Volume 94 in the Series Graeca of the Corpus Christianorum marks the beginning of an exciting new chapter. It is the first volume of Thomas de Aquino Byzantinus, an ambitious new subseries which aims to produce the critical editions of Greek translations of, and commentaries on, various works by Thomas Aquinas composed by Byzantine scholars and theologians between the late thirteenth and fifteenth centuries.
With the present volume John Monfasani takes us to the sources of Cardinal Bessarion's defence of Plato and his new found erudition in medieval scholasticism. In the publication schedule of the TAB subseries, this is volume XIII of the Series altera.
[Continue reading below the cover or click the cover for more details]
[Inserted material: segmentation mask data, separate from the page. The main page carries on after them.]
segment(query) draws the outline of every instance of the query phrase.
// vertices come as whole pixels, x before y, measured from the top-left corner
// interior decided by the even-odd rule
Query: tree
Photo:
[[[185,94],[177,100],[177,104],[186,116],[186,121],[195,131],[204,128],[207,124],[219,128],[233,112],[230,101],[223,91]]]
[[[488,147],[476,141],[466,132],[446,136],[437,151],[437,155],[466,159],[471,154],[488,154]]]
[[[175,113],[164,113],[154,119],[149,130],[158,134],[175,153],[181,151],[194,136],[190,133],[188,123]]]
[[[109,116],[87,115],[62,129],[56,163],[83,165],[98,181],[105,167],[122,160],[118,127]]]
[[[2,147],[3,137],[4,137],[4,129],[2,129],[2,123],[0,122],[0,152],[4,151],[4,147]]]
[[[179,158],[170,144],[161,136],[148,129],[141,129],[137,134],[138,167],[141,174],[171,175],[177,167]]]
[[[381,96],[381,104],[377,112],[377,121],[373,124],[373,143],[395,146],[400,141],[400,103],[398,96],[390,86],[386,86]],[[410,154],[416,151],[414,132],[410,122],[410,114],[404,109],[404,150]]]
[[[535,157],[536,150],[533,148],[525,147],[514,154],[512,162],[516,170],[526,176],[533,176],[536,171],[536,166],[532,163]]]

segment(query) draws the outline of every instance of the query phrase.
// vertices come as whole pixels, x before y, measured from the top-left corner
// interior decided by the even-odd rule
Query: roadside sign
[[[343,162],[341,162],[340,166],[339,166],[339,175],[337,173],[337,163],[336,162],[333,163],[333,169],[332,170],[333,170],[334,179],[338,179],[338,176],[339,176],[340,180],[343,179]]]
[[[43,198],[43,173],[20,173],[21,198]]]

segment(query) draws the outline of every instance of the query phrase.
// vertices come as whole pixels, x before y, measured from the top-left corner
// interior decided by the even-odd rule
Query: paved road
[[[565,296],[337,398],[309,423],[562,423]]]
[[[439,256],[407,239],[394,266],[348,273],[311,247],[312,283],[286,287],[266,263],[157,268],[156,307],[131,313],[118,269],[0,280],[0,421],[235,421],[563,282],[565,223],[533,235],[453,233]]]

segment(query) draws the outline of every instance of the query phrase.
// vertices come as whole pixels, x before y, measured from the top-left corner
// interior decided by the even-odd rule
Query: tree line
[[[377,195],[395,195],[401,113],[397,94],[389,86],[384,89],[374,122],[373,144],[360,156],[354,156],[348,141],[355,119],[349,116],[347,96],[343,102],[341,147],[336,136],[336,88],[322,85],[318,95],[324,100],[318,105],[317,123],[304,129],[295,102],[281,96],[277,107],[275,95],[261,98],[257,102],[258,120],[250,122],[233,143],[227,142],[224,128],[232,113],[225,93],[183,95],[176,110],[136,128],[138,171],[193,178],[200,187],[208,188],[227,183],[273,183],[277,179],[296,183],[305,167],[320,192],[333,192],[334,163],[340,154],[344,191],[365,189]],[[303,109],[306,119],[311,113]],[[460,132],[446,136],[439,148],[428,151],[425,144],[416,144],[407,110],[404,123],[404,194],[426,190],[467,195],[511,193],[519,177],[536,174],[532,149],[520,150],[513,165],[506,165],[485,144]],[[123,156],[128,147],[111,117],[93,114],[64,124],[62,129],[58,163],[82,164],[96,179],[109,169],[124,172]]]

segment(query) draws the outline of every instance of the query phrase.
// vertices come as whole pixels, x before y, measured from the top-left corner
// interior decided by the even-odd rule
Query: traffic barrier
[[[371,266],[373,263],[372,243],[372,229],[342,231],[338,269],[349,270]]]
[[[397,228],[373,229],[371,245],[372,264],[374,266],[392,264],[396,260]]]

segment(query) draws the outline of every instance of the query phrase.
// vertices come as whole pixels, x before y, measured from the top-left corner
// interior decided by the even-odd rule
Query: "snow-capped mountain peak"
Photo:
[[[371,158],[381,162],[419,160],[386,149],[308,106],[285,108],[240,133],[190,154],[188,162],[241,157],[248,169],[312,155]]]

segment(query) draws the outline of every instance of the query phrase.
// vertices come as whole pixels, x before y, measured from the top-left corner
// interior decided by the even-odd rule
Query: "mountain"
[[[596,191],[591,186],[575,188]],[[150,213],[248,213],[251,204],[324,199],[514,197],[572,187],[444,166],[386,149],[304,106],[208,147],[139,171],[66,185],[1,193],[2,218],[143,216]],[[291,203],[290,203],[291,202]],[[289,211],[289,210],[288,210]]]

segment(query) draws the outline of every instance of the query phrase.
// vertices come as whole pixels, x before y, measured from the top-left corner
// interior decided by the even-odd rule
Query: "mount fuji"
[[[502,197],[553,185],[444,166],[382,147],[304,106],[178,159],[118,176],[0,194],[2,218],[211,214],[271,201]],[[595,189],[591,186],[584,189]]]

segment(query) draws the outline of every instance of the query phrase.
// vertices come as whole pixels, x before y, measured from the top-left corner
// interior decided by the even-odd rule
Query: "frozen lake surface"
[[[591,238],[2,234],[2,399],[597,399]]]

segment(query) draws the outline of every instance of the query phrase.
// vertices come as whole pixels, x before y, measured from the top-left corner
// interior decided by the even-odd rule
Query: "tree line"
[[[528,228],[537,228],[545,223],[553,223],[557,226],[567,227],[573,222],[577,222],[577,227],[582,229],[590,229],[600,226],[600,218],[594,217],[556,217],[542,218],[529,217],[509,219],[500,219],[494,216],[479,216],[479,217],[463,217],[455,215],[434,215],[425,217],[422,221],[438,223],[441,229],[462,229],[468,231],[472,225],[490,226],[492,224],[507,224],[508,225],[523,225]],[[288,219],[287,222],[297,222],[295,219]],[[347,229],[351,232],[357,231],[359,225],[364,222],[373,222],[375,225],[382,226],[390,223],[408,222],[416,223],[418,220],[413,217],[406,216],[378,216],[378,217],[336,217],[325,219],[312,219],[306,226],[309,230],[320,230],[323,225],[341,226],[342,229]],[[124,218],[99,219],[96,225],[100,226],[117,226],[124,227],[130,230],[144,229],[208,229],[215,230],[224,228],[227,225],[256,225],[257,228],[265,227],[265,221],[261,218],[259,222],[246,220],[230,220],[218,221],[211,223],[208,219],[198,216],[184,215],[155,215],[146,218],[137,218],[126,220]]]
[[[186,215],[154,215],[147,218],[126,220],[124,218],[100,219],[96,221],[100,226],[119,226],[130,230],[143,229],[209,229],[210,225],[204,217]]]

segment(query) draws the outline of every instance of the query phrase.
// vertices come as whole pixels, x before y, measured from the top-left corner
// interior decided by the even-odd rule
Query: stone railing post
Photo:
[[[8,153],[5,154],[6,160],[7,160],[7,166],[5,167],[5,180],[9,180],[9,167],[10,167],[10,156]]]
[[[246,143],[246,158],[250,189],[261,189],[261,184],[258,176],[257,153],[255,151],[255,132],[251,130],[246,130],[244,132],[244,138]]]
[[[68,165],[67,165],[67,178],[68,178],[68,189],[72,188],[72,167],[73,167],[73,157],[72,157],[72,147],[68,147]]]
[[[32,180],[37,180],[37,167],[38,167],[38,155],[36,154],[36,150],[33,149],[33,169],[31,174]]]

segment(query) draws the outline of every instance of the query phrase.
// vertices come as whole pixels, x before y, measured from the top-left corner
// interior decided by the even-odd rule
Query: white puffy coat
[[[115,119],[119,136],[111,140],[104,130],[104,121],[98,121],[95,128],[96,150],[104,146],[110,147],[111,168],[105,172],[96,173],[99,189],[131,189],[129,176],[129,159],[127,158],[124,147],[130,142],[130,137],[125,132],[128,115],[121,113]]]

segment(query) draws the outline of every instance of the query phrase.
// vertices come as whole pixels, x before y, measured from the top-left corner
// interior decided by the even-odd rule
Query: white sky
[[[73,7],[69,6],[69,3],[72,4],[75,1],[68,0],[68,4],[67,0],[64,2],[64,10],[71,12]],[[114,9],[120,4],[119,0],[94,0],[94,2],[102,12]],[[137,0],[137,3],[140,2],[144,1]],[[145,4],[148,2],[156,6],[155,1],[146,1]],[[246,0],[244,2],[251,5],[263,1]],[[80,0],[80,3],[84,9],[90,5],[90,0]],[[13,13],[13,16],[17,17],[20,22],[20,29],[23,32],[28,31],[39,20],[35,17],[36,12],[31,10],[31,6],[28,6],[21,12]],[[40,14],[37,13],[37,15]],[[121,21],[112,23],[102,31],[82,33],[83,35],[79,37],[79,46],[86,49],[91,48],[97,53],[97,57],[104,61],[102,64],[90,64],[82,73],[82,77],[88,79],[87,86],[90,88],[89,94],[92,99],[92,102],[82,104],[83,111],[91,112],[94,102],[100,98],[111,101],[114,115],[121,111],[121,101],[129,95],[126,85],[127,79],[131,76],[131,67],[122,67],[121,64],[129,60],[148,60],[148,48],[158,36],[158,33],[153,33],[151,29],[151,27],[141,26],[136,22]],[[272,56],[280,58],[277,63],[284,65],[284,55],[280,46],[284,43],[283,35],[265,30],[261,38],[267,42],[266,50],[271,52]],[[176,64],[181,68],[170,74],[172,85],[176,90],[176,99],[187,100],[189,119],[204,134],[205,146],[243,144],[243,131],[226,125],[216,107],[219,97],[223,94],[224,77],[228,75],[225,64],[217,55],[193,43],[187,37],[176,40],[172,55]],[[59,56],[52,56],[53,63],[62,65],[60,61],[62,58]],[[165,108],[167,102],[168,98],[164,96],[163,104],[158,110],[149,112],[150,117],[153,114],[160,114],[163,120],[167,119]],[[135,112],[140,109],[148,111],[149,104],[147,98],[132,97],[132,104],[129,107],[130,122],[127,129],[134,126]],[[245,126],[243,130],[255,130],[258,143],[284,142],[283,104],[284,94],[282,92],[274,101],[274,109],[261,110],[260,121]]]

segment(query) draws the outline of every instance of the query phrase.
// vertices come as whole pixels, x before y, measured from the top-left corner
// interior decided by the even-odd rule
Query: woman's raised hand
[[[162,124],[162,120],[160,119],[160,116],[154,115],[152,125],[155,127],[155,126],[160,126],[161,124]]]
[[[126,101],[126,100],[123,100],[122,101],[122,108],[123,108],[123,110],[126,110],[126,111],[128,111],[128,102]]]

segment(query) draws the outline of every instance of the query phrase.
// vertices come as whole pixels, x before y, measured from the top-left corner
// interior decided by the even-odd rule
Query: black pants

Cardinal Bessarion's great defense of Plato, the In Calumniatorem Platonis, written in response to George of Trebizond's Comparatio Philosophorum Platonis et Aristotelis and first published in 1469, was the first substantial statement of Platonism in the Plato-Aristotle Controversy of the Renaissance. Bessarion, however, had first written the In Calumniatorem Platonis a decade earlier, in 1459, without the massive Book III of the 1469 edition proving that medieval scholasticism supported Bessarion's interpretation of Plato and Aristotle. With the discovery of the treatise Notata in librum secundum Georgii Trapezuntii "Comparationis Philosophorum" by the Dominican theologian Giovanni Gatti, we now know the source of Bessarion's new found erudition in medieval scholasticism. Bessarion initially attempted to incorporate Gatti's Notata whole cloth into the In Calumniatorem Platonis, but in the end he exploited it as a storehouse of the scholastic references, quotations, and arguments that made up the new Book III of the 1469 In Calumniatorem Platonis. Thus, Giovanni Gatti's treatise played a major, though anonymous role in the Plato-Aristotle controversy for the rest of the Renaissance as Bessarion's work became in its turn a much used authority and source of information.
John Monfasani is Distinguished Research Professor at The University at Albany, State University of New York, and former Executive Director of the Renaissance Society of America. He has long published on Greek émigrés to Renaissance Italy.